Simon Burroughs, MSF’s Emergency Coordinator in Andhra Pradesh, reports: "When I look around in the village where I am standing, virtually every building has been destroyed. This place was hit by three or four meters of flood water, so people didn’t just have their homes destroyed, they also lost all their possessions. They had to leave at a moment’s notice in order to escape. A lot of livelihood has been wrecked, fisherman’s nets have been swept away, farmers’ fields have been completely destroyed."

MSF has distributed over 1,000 emergency kits in the Kurnool district, containing kitchen utensils, blankets, hygiene materials and plastic sheeting to use for shelter. The organization will continue distributing an additional 2,000 kits in the Kurnool and Vijaywada districts until Sunday. One thousand mosquito nets will also be given out in the Vijaywada district, as the area is prone to malaria.

"MSF, along with other NGOs [nongovernmental organizations] and the Indian state, is ensuring that people’s basic, short-term needs are covered. Many people don’t have anywhere to cook, so we provide cooking utensils. With the plastic sheeting they can put up a tent. It is getting colder in the season now, so the blankets that we distribute are also very welcome," explains Simon.

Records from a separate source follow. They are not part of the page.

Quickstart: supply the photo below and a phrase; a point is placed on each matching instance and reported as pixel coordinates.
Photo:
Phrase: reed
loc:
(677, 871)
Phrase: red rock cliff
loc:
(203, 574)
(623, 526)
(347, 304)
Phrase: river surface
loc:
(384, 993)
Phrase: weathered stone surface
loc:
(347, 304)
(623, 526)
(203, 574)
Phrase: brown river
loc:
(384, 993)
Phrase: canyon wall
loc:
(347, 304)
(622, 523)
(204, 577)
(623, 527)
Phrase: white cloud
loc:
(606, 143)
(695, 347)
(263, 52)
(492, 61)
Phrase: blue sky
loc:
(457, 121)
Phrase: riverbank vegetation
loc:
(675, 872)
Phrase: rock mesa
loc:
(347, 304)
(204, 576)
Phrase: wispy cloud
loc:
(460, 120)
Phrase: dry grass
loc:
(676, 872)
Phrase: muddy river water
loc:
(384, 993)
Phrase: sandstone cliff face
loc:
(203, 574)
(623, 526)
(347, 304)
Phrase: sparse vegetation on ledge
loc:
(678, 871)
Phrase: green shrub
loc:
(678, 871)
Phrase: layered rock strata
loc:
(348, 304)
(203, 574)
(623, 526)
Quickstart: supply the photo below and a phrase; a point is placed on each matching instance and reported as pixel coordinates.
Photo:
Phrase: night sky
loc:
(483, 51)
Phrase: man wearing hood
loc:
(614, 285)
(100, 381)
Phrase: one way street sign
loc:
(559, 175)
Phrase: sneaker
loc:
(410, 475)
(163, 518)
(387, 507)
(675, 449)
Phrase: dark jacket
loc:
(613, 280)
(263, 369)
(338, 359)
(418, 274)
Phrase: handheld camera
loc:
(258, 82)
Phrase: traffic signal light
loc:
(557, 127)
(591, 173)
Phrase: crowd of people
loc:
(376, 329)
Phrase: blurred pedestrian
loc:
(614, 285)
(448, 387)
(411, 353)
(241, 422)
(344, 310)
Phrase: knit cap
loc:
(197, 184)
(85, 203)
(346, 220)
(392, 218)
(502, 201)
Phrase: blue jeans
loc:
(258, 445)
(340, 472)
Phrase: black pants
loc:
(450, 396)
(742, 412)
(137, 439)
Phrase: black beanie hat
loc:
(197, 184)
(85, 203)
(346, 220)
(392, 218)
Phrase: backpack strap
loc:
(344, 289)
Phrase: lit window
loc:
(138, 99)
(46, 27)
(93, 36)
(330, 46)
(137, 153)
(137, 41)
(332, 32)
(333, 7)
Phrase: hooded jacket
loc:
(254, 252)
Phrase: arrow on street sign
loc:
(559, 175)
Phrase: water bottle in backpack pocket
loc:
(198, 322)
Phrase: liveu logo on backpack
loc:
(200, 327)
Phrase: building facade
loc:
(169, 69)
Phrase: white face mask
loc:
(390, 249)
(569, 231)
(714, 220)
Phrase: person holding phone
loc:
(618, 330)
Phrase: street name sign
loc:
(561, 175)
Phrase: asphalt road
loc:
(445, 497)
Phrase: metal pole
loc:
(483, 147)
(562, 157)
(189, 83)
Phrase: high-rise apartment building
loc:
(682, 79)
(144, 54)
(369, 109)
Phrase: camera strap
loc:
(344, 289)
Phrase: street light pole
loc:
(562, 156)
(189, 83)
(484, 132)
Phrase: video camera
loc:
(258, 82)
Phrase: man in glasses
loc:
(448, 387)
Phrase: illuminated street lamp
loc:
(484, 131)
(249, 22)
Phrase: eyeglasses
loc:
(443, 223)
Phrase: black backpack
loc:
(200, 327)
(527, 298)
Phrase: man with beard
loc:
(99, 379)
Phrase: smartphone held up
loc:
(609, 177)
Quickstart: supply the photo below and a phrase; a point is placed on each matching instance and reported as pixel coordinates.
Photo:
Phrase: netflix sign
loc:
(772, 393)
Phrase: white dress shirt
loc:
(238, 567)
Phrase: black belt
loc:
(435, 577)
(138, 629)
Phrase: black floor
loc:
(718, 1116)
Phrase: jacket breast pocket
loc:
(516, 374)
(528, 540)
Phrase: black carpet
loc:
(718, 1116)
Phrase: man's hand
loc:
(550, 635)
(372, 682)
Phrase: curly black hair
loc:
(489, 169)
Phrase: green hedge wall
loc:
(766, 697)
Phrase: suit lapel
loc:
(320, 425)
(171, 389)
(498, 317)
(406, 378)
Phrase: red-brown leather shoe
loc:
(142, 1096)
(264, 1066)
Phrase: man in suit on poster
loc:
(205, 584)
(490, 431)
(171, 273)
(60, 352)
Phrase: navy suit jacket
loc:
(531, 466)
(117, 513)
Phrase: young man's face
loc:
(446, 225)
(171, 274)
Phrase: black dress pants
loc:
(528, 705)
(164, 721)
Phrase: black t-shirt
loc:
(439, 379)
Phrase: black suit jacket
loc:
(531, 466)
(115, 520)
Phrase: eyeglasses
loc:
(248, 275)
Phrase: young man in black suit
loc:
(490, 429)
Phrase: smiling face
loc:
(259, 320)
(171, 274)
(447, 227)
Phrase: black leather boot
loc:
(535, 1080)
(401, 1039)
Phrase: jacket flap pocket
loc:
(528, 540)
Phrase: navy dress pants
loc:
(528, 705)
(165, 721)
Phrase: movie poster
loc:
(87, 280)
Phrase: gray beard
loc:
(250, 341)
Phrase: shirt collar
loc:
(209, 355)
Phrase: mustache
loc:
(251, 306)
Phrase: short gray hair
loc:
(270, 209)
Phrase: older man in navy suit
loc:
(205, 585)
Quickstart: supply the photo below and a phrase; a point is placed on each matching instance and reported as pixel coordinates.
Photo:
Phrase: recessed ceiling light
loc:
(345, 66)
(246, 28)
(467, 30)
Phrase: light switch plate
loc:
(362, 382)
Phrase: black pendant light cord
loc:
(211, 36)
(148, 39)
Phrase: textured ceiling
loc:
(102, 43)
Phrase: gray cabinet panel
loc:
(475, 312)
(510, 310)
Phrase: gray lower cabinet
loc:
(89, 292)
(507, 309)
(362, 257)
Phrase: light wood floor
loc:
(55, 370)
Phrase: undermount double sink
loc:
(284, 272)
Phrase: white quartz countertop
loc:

Although it will take a long time for things to return to normal, Simon sees signs that things are improving: "There is still standing water, but the infrastructure is improving and access to areas which previously were only accessible by helicopter is opening up. However there are probably still pockets of people in isolated areas who are in need of more aid, and we are continuing our assessments to see if we can reach them."